Insights with Mulberries
As the mother of two young boys, I have my share of regrets, but there is one parenting achievement on which I look back with unqualified satisfaction: My second son’s first food other than breastmilk was a sun-warmed mulberry transferred straight from the tree into his mouth. Part of my satisfaction is simple — mulberries are delicious. The other part is wrapped up in hope. Foraging has helped me understand my place and everything that affects it. In that first wild bite, I see the seeds of my son’s own understanding of the world.
We were with my husband and our older son at our favorite spot for mulberry picking, a small prairie preserve across the road from the Rock River in northern Illinois. The prairie is encircled by a wide mowed path, with a fence around the outside separating it from private land. Along this fence, rooted on the private side but arching onto the public, grow perhaps a dozen wild mulberry trees.
Pleasure of eating
I have read that native mulberries grow in this part of the country, but the trees surrounding the prairie belong to a species introduced from Asia, Morus alba, which has glossy leaves and masses of delicious, deep purple fruit. Every summer our family spends many mornings strolling along the mowed path between prairie flowers and shade trees, gorging ourselves on sweet sticky fruit until our hands and lips are hopelessly stained.

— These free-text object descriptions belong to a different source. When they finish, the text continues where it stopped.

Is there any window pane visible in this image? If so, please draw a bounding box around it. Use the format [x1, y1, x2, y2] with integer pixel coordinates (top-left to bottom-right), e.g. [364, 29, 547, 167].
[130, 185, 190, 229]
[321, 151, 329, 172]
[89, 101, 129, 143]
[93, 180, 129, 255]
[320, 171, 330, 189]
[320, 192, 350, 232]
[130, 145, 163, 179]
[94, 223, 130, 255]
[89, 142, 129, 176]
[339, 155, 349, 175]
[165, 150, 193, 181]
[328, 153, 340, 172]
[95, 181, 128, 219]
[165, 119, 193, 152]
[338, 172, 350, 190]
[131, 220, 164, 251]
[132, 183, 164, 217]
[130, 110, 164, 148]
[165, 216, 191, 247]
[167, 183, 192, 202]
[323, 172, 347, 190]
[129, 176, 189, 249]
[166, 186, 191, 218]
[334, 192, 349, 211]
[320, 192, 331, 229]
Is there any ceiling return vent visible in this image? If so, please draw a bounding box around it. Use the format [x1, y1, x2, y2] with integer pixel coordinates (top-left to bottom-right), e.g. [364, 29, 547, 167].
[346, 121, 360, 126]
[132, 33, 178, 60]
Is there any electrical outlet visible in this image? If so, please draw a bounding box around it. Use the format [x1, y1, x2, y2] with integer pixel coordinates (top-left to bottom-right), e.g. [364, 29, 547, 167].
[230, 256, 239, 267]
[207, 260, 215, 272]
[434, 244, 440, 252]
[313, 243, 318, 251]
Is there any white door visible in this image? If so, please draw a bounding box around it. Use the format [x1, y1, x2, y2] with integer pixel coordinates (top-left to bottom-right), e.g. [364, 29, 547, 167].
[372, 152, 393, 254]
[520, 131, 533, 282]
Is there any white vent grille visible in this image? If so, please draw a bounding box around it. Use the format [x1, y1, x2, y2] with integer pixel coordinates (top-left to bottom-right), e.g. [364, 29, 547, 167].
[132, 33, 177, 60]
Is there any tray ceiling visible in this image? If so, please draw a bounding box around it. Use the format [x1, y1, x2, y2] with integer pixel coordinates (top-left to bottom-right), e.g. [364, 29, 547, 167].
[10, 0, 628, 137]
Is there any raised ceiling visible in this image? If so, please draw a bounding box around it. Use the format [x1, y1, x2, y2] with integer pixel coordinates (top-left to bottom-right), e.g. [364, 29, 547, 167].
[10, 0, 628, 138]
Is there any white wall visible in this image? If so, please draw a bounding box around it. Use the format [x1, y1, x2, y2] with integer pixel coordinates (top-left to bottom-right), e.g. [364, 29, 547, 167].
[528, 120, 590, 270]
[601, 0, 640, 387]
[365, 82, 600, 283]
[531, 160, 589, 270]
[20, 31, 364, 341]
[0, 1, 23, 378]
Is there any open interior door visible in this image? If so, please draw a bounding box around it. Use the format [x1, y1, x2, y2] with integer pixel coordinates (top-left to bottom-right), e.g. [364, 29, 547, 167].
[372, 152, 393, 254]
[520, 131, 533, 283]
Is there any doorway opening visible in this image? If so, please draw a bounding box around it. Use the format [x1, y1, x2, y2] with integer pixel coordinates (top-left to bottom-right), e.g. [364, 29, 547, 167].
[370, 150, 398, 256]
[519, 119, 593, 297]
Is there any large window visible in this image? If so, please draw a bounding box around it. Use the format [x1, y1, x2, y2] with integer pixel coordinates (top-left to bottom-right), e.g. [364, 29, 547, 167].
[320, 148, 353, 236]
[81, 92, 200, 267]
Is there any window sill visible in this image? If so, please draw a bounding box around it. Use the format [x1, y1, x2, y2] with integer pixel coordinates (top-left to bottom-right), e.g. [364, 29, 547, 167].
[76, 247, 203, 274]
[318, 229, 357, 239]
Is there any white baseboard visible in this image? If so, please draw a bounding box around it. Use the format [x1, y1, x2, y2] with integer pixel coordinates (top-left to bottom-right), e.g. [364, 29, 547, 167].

My younger son was around six months old when we brought him there for the first time. Before he had even swallowed the berry in his mouth, he was reaching out his fat little hand for more. His first bite of solid food introduced him to the true pleasure of eating — not simply as a mechanical process but as a social and natural experience that connects us to one another and the world. And yet “pleasure” is too simple a description that this heightened awareness of connection brings. Our web is no unsullied paradise, and so there is fear, too, and sorrow, and a sense of responsibility to somehow make it better.
This summer, we went again to our favorite tree line. It was later in the season, which around here usually lasts from June through mid-July, and the mulberry trees were interspersed with frothy clouds of sweet-smelling elderflower. Songbirds and monarchs flitted among milkweed, echinacea, and yellow coneflowers. We discovered a thicket of black raspberries loaded with fruit the size of my thumb, and we added these to our plastic tubs to bring home for mixed-berry pie. In many ways, it was a perfect day.
But my enjoyment was shadowed by worry over an environmental disaster that had recently occurred not far from us. Twenty-eight miles upriver from our mulberry patch, the Chemtool lubricant factory also sits a mere thousand feet or so from the Rock River. In mid-June, this factory gained brief national notoriety when an explosion and massive fire threatened to send chemicals and heavy metals from the plant and firefighting effort into the air and river. The state attorney general is now suing the company for violating environmental regulations. At the time we didn’t know how severe the impacts might be, or how far downstream they might flow. So far, testing suggests they are localized, but this is only a temporary comfort.
The land has a limited capacity to buffer us from societal madness; in time, industry’s offenses impact even the most secluded glades and meadows. Foraging makes me more aware of this interconnectedness, because in nourishing my family directly from the land, I have made us vulnerable to whatever harm it suffers. It is impossible to maintain the illusion of separation from the natural world that the industrial food system offers.
Food systems & nature
I remember the moment I first became aware of this vulnerability. I was in Fukushima Prefecture not long after the triple nuclear meltdown there, reporting on the impacts of fallout on forest ecosystems. I had been speaking with scientists and officials working on remediation plans, but also with rural people mourning the loss of their ability to gather mushrooms and other wild foods in the forests. Driving through the mountains between interviews one day, I stopped my car by the side of the road. As I watched a hawk soar over a tangle of grasses and trees, a kind of horror gripped me. I felt as if the paths by which radionuclides permeate the environment had been drawn over the landscape with a bright red marker. I saw the contaminants moving inexorably from grass seed to mouse to hawk, and I understood the futility of government plans to superficially “cleanse” them from the forest floor.
Among all the people I interviewed for that project, those who fed themselves from the forest seemed to grasp the gravity of their situation most clearly, because only they were fully awake to their place in the web of connections. Ten years later and halfway around the world, I, too, am eating from the place where I live, with all the joy and vulnerability that brings. It has taken me four decades to open my eyes; my hope is that with enough mulberries, my sons might wake up a little faster.
Key Takeaways
- Mulberries as a wellbeing metaphor.
- Nature and food systems are one.
- Eat more diverse and nutritious food.